Haomiao Huang argued that a ‘smart’ object must do two jobs: collect information and enable the user to act accordingly. Based on these criteria, he went back to his three examples, explaining: ‟The device which analyses my sleep tells me how I have slept during the night. But I already have that information as soon as I wake up. I feel tired and I’m struggling to get up, so it’s perfectly obvious that I’ve slept badly.” Moreover, he pointed out, even though it may be quite interesting to obtain an analysis of the various phases of your sleep, you have no way of acting directly on this information. “Sleep quality depends on a wide range of factors: have I been drinking alcohol, have I eaten a heavy meal, am I going through a period of stress, was my wife moving around during the night, and so on. I can’t just start immediately doing something simple to improve my sleep patterns. So it’s not really clear just how useful this object is in my daily life,” he told the audience.

By contrast, the Fitbit wristband tracks the number of steps I’ve taken during the day. I can’t get this information without this device or another smart object. This data tells me directly whether I’ve done enough exercise and if I haven’t I can do something about it right away by going for a walk around the neighbourhood or getting into my sports gear. So this device gives you useful information plus action that you can easily take. The smart scales tell you your body weight, your body mass index and other information on your physical health – variables which you can act on easily by taking more exercise or changing your eating habits. In addition, the object provides you with ongoing charts and graphics so that you can actually observe how effective your actions are.

Dynamic, evolving uses 

Huang also pointed out that a connected object can serve to increase your power of action in relation to another piece of equipment. An example of this is central heating, where you can control the temperature in every room at your house through a single device. Now with the Internet of Things you can also do this remotely, i.e. you can keep the heating turned off during the day while you are out and turn it on again from your workplace an hour before you go home.

Haomiao Huang’s startup, Kuna Systems, is positioned in this niche. ‟Today, there are many security systems that can alert you remotely if someone has broken into your home, so that if this happens you can call the police immediately. This is useful information which you can act upon easily.

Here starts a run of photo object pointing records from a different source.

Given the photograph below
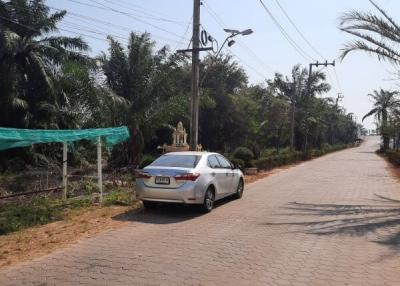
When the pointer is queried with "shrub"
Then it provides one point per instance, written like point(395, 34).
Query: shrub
point(237, 162)
point(277, 160)
point(394, 157)
point(146, 160)
point(244, 154)
point(18, 216)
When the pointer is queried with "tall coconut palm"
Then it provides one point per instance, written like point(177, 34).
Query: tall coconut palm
point(384, 102)
point(299, 90)
point(30, 52)
point(377, 34)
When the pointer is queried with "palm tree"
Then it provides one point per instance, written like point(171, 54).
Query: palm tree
point(30, 53)
point(384, 102)
point(377, 34)
point(299, 90)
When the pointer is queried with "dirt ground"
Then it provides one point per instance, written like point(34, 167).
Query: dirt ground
point(78, 224)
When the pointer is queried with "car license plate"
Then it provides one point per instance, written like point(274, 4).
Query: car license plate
point(162, 180)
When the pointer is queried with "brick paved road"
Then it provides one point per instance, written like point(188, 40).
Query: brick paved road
point(331, 221)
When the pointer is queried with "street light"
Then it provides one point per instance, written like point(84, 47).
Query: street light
point(233, 33)
point(231, 42)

However, we wanted to go further, we wanted to enable users to know if someone was about to break into their home, and so prevent them from doing so,” he told the auditorium, adding that this did not imply taking any violent reprisals, but was based on the observation that ‟most thieves aren’t big-time criminals, they’re looking for easy targets. Often they’ll just knock on the door and if they think someone’s at home, they’re quite happy to run off.

The smart device developed by Kuna Systems is an outside light fixture with an integrated camera, which is able to detect any suspicious movements in front of the user’s house and send an alert on his/her smartphone. Customers can then use the phone to switch on the light, play a pre-recorded message, speak directly to the would-be intruder, or set off the alarm.

Last but not least, Haomiao Huang pointed out that a connected object will not necessarily have one fixed use. People are quite likely to find uses over and above what the developers had originally intended. He cited the example of one of his customers who used the Kuna Systems light fixture to speak to delivery people who came knocking in his absence. The company has since highlighted this use of the Kuna system in its customer documentation.